Berlin, 29. September 2020 — Ein zum Abschluss der Generalversammlung der Vereinten Nationen von International Rescue Committee (IRC) veröffentlichter neuer Bericht zeigt auf, wie das Fehlen einer globalen Führung, eine unzureichende Finanzierung und mangelnde Koordination zwischen den Ländern die Herausforderungen für Menschen in Konfliktsituationen während der COVID-19-Pandemie weiter verschärft hat.
In dem Bericht vergleichen Experten der Economist Intelligence Unit die derzeitige Pandemie mit früheren globalen Krisen. Dabei wurden grundlegende Mängel im multilateralen System festgestellt, insbesondere das Fehlen eines koordinierten globalen Ansatzes für die Eindämmung von COVID-19, u.a. in Bezug auf den Informationsaustausch, die Nachrichtenübermittlung im Bereich der öffentlichen Gesundheit, das Lieferkettenmanagement und den Zugang zu humanitärer Hilfe sowie eine mangelnde Finanzierung.
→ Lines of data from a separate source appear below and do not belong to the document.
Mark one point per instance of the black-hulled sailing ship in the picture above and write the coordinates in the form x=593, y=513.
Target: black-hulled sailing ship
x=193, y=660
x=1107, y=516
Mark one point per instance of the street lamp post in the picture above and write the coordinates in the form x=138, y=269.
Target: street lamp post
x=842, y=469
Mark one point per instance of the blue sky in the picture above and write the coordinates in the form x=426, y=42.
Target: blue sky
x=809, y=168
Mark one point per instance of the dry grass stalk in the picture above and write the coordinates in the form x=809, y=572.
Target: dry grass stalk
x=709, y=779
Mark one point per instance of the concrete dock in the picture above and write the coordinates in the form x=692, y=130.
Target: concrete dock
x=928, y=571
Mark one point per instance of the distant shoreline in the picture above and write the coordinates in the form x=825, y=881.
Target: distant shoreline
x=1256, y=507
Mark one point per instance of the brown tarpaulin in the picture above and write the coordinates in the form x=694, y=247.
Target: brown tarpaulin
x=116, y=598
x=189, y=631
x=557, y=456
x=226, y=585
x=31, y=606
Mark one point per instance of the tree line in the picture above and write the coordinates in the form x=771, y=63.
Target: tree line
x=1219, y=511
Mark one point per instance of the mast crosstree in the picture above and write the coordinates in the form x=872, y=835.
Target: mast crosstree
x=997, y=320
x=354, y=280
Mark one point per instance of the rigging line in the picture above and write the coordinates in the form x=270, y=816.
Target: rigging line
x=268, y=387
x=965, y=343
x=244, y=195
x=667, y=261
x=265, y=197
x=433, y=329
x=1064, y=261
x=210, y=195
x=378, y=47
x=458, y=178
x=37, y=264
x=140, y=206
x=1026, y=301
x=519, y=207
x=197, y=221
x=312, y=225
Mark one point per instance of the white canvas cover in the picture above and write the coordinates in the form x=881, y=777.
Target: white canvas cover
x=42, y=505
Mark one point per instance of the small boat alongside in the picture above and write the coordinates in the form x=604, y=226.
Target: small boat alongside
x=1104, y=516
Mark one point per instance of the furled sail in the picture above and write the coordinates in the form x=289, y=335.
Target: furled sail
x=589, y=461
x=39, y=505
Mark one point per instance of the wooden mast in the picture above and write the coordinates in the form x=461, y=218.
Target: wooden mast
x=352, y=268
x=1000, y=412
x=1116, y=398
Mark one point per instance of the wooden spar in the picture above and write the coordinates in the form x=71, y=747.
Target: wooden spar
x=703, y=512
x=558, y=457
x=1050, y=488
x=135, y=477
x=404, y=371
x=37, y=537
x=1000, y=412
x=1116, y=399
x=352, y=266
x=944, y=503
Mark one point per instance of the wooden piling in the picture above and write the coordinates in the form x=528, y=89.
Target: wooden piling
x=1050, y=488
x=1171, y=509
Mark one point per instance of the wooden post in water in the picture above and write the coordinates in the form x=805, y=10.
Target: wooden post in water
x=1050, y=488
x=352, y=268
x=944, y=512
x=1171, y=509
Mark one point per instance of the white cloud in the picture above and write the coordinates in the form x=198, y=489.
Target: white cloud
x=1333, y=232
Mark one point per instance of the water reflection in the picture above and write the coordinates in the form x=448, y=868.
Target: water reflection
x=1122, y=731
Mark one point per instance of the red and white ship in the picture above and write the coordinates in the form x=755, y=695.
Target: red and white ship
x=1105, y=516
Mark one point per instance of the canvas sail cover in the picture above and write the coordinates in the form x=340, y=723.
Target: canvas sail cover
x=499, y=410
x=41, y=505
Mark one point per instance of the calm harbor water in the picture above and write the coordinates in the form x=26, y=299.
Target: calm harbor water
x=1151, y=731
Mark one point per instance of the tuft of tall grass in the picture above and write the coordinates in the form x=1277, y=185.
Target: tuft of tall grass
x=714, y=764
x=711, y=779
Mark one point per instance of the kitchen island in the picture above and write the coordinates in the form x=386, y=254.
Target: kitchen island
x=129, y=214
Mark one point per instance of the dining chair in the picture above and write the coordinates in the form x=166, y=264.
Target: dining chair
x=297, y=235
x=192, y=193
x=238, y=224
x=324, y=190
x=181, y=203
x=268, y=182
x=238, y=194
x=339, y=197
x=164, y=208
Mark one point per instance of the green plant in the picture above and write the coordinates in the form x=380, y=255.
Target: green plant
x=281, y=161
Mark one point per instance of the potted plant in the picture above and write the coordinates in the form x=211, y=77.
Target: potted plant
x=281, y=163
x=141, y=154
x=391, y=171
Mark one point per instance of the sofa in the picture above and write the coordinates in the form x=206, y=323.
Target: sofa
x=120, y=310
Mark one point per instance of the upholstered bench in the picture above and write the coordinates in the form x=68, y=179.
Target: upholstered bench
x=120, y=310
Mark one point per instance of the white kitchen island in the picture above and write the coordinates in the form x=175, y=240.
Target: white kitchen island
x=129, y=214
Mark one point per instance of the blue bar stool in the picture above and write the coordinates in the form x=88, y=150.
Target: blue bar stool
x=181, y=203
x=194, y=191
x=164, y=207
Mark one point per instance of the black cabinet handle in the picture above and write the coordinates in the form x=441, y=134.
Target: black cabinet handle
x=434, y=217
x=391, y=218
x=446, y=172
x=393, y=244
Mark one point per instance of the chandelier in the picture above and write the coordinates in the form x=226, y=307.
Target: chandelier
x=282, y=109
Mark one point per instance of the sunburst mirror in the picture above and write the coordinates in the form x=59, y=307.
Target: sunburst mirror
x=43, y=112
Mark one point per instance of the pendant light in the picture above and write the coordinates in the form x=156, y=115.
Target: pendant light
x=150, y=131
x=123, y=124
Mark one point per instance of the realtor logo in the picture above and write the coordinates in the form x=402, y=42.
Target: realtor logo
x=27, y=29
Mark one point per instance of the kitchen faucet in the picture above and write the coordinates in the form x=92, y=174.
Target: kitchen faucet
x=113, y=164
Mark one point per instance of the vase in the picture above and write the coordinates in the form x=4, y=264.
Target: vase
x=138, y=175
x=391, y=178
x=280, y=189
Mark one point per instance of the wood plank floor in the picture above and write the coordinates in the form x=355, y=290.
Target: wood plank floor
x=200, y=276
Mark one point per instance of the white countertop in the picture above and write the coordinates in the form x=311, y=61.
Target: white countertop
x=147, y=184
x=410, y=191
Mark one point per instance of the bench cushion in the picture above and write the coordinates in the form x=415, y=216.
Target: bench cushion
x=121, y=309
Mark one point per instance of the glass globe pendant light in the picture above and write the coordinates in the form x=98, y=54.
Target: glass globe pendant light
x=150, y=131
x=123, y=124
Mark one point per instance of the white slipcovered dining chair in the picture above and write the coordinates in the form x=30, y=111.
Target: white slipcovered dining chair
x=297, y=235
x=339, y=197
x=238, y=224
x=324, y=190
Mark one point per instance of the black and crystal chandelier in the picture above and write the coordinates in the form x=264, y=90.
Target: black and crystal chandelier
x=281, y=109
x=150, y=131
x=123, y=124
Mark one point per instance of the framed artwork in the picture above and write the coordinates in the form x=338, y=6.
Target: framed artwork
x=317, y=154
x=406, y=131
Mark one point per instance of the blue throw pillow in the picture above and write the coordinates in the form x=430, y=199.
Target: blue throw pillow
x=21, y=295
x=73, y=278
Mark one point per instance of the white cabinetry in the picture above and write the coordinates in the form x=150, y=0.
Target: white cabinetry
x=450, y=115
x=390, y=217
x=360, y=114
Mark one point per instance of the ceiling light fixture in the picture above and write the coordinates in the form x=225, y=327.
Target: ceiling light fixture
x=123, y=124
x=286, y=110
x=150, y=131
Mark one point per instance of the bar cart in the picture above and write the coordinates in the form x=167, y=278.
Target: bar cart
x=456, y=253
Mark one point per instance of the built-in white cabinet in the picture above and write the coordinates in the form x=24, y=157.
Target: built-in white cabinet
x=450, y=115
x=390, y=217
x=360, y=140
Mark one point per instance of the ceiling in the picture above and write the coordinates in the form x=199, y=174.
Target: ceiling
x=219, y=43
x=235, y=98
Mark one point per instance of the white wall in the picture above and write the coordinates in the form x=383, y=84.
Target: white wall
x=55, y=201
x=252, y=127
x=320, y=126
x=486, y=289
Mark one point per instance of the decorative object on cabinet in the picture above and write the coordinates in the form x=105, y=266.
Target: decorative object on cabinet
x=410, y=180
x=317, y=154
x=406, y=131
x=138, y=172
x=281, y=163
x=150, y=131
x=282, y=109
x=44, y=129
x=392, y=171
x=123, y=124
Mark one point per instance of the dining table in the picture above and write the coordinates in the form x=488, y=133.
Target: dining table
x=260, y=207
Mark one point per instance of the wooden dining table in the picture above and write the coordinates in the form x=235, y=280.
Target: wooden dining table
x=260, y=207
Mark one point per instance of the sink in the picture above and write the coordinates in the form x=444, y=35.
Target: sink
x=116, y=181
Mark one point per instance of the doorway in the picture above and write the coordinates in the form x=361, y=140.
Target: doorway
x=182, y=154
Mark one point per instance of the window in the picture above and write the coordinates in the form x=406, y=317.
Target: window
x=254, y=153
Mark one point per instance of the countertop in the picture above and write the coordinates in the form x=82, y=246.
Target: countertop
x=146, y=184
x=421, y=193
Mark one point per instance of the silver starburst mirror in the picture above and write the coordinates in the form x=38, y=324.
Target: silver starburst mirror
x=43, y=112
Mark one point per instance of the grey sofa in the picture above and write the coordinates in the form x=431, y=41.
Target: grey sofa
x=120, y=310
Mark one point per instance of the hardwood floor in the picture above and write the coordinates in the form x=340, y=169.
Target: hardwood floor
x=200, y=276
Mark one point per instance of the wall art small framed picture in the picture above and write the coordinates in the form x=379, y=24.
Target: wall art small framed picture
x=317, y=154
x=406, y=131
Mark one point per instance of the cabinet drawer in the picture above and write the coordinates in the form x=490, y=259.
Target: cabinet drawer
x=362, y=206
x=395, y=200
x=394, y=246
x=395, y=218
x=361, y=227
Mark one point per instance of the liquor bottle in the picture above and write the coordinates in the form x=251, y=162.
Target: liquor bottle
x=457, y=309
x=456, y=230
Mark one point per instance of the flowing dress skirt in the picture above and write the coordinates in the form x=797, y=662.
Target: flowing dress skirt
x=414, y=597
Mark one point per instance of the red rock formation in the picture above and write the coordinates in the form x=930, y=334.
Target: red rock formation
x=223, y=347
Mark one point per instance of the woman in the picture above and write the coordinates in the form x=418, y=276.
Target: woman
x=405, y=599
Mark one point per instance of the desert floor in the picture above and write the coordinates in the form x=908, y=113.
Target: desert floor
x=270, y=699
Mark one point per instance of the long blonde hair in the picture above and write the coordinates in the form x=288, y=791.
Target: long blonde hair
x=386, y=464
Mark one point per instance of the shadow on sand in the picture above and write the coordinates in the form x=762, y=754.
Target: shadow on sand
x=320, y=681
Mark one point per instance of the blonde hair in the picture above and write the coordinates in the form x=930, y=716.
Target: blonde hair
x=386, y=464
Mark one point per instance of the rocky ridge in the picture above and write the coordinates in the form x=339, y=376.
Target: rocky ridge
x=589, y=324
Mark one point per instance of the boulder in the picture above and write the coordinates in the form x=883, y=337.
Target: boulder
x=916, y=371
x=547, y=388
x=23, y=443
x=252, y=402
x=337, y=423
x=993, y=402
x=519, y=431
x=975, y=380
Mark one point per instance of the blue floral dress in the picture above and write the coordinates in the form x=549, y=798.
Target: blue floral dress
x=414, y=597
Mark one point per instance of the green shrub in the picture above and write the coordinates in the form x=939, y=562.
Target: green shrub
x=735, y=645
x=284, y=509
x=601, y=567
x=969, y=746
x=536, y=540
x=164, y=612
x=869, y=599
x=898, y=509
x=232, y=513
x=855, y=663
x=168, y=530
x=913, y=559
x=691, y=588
- Erfolgte Maßnahmen zur Eindämmung von COVID-19 hatten besonders drastische Auswirkungen für diejenigen, die bereits von anderen Krisen betroffen sind, z.B. Krieg, Vertreibung und Nahrungsmittelknappheit. So wurden innerhalb der ersten Monate nach dem Lockdown wurden 15 Millionen Fälle von geschlechtsspezifischer Gewalt gemeldet. Es wird damit gerechnet, dass weitere 70 bis 100 Millionen Menschen in extreme Armut gedrängt werden könnten. Zehn der fragilsten Länder der Welt werden wahrscheinlich noch in diesem Jahr oder im ersten Quartal von 2021 mit einer Hungersnot konfrontiert sein.
- Trotz vorhandener internationaler Mechanismen zur Bewältigung globaler Gesundheitsnotlagen sowie ihrer wirtschaftlichen, sozialen und politischen Auswirkungen haben verschärfte geopolitische Spannungen und Rivalitäten viele Länder dazu veranlasst, das Virus und seine Folgen isoliert voneinander zu bekämpfen. Dauer und Intensität des Ausbruchs hat sich dadurch verlängert. Die politische Instabilität innerhalb vieler G20-Länder ist heute größer als sie es zu Beginn der globalen Finanzkrise oder der Ebola-Krise war.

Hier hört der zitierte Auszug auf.